Région Sud‑Est : fragilisation par le retrait de l’USAID

Le retrait de l’USAID et ses conséquences immédiates

Dans les communes du Sud-Est, sept mois après le départ officiel de l’USAID, les effets sont de plus en plus visibles et la malnutrition continue de gagner du terrain. Les autorités constatent une dégradation de la sécurité alimentaire et une baisse de l’engagement communautaire dans les actions de lutte contre la malnutrition. [msn.com]

Selon le maire d’Ambatolava, Jean Martin Vina, les programmes financés par l’USAID couvraient l’accompagnement agricole, le suivi des grossesses et la prise en charge nutritionnelle des enfants de moins de cinq ans. Ces programmes incluaient également la distribution de vivres et un appui technique aux agriculteurs. Depuis leur interruption, les pratiques recommandées ont reculé, et les cas de malnutrition infantile réapparaissent progressivement. [msn.com]

Une interruption des financements humanitaires aggravant la situation

L’année 2025 a été marquée par l’arrêt de plusieurs financements humanitaires. Julio Rainimananjanahary, coordinateur pour l’ONG Welthungerhilfe (WHH), souligne que ces suspensions ont eu des répercussions profondes sur la vie quotidienne des ménages dans la région. [msn.com]
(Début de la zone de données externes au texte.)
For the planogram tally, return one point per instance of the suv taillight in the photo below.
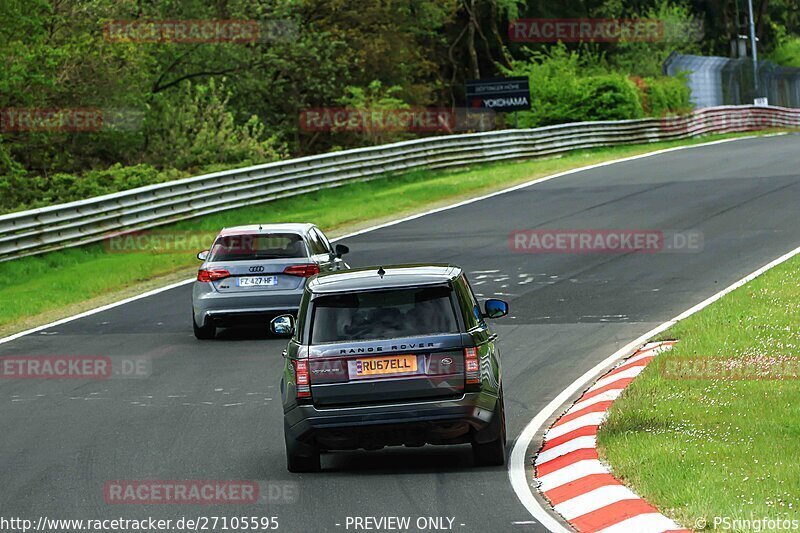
(304, 271)
(213, 274)
(472, 366)
(301, 378)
Cette baisse des ressources intervient dans un contexte où les régions du Grand Sud et du Sud‑Est font face à une accumulation de chocs : sécheresses répétées, hausse des prix alimentaires, cyclones destructeurs et dégradation des services de base, comme l’indiquent plusieurs analyses humanitaires récentes. [unocha.org]
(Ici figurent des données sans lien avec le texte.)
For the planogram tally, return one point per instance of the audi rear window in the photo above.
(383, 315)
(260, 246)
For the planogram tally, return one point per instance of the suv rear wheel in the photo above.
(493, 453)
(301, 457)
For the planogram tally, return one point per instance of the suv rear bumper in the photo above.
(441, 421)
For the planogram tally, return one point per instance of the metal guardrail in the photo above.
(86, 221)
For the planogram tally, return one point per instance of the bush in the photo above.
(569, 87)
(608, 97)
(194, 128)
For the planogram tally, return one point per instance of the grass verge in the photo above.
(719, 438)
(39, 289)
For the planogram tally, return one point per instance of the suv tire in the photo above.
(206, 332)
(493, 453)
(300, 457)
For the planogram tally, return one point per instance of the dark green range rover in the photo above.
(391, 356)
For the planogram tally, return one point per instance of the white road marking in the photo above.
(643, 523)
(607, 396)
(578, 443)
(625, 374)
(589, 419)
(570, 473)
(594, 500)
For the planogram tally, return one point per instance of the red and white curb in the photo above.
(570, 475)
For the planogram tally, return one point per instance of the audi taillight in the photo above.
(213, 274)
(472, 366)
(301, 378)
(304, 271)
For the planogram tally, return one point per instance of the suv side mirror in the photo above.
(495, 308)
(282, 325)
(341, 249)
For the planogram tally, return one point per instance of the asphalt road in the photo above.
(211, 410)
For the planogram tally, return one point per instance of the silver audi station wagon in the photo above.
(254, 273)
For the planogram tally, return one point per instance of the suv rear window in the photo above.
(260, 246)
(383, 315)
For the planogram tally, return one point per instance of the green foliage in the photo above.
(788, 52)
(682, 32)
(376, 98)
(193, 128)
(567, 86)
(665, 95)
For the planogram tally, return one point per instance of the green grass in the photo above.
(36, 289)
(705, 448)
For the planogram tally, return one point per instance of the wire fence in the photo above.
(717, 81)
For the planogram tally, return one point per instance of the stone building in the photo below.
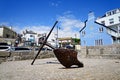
(7, 34)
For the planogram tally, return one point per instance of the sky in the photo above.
(40, 15)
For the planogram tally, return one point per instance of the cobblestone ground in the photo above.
(51, 69)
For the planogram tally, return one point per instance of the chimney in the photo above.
(91, 15)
Des chiffres alarmants sur la malnutrition dans la région Sud‑Est

En mars 2025, une analyse nutritionnelle conduite par WHH dans la région Atsimo Atsinanana révélait des taux préoccupants de malnutrition aiguë. Selon l’étude, 15,63 % des enfants présentaient une malnutrition aiguë modérée et 4,95 % une malnutrition aiguë sévère dans les sept communes identifiées comme particulièrement vulnérables. Ces résultats ont été présentés à Antananarivo, au Café de la Gare à Soarano. [msn.com]

Plus largement, une analyse IPC de septembre 2025 montre que plus d’1,2 million de personnes dans le Grand Sud et le Sud‑Est étaient confrontées à des niveaux élevés d’insécurité alimentaire aiguë. Ces chiffres pourraient atteindre 1,64 million de personnes en phase 3 ou plus (crise ou pire) entre février et avril 2026. [reliefweb.int]

Le rapport souligne également que des centaines de milliers d’enfants de moins de cinq ans sont susceptibles de souffrir de malnutrition aiguë sur la période 2025‑2026, avec plus de 155 000 cas de malnutrition aiguë sévère anticipés. [reliefweb.int]

Les limites des capacités locales face à une crise structurelle

Le retrait de plusieurs partenaires internationaux met en lumière la dépendance de certaines régions à l’aide extérieure. Sans soutien technique et financier, des pratiques essentielles — agriculture résiliente, suivi maternel, dépistage précoce de la malnutrition — ne peuvent être maintenues de façon autonome.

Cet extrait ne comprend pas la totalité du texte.